DNA samples crime cases analysed in forensic genetics, frequently contain DNA from multiple contributors. These occur as convolutions of the DNA profiles of the individual contributors to the DNA sample. Thus, in cases where one or more of the contributors were unknown, an objective of interest would be the separation, often called deconvolution, of these unknown profiles. In order to obtain deconvolutions of the unknown DNA profiles, we introduced a multiple population evolutionary algorithm (MEA). We allowed the mutation operator of the MEA to utilise that the fitness is based on a probabilistic model and guide it by using the deviations between the observed and the expected value for every element of the encoded individual. This guided mutation operator (GM) was designed such that the larger the deviation the higher probability of mutation. Furthermore, the GM was inhomogeneous in time, decreasing to a specified lower bound as the number of iterations increased. We analysed 102 two-person DNA mixture samples in varying mixture proportions. The samples were quantified using two different DNA prep. kits: (1) Illumina ForenSeq Panel B (30 samples), and (2) Applied Biosystems Precision ID Globalfiler NGS STR panel (72 samples). The DNA mixtures were deconvoluted by the MEA and compared to the true DNA profiles of the sample. We analysed three scenarios where we assumed: (1) the DNA profile of the major contributor was unknown, (2) DNA profile of the minor was unknown, and (3) both DNA profiles were unknown. Furthermore, we conducted a series of sensitivity experiments on the ForenSeq panel by varying the sub-population size, comparing a completely random homogeneous mutation operator to the guided operator with varying mutation decay rates, and allowing for hill-climbing of the parent population.

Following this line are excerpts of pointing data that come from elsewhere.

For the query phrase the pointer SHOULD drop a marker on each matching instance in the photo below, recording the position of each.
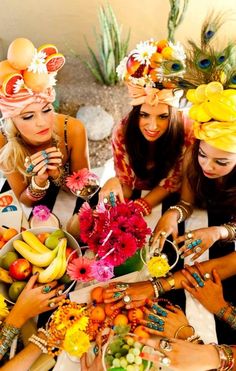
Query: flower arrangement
(113, 234)
(83, 183)
(67, 329)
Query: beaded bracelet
(179, 209)
(7, 335)
(181, 328)
(144, 205)
(41, 344)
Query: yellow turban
(218, 134)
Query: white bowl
(9, 247)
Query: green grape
(130, 358)
(138, 360)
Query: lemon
(213, 88)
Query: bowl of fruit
(45, 250)
(122, 352)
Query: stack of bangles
(35, 192)
(184, 209)
(144, 206)
(231, 229)
(226, 357)
(7, 335)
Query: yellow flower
(158, 266)
(76, 342)
(3, 307)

翻译：在法医遗传学中分析的DNA样本犯罪案例中,往往含有多个贡献者的DNA,这些案例是作为DNA样本个体贡献者的DNA剖面图的变异而发生的,因此,在一个或多个贡献者对DNA样本的DNA剖面图不明的情况下,一个感兴趣的目标是将这些未知特征的变异(通常称为变异)分开;为了获得未知DNA剖面图的变异,我们引入了多种人口演化算法(MEA)。我们允许MEA的突变操作者利用一种概率模型来测定是否适合,并使用观察到的DNA剖面图个人每个元素的DNA剖面图与预期值之间的偏差来指导它。这个受引导的突变操作者(GM)的设计目标是,使突变概率越大,变概率越高。 此外,GMMER的变异样图越多,我们分析了102份DNA混合物样本,用两种不同的DNA剖面样本进行了量化:(1) Ilurumimia Forsen-Se B(30) 样本, 和 应用DNA剖面图解的DNA剖面图比比(我们做了DNA的DNA剖面图的变) 。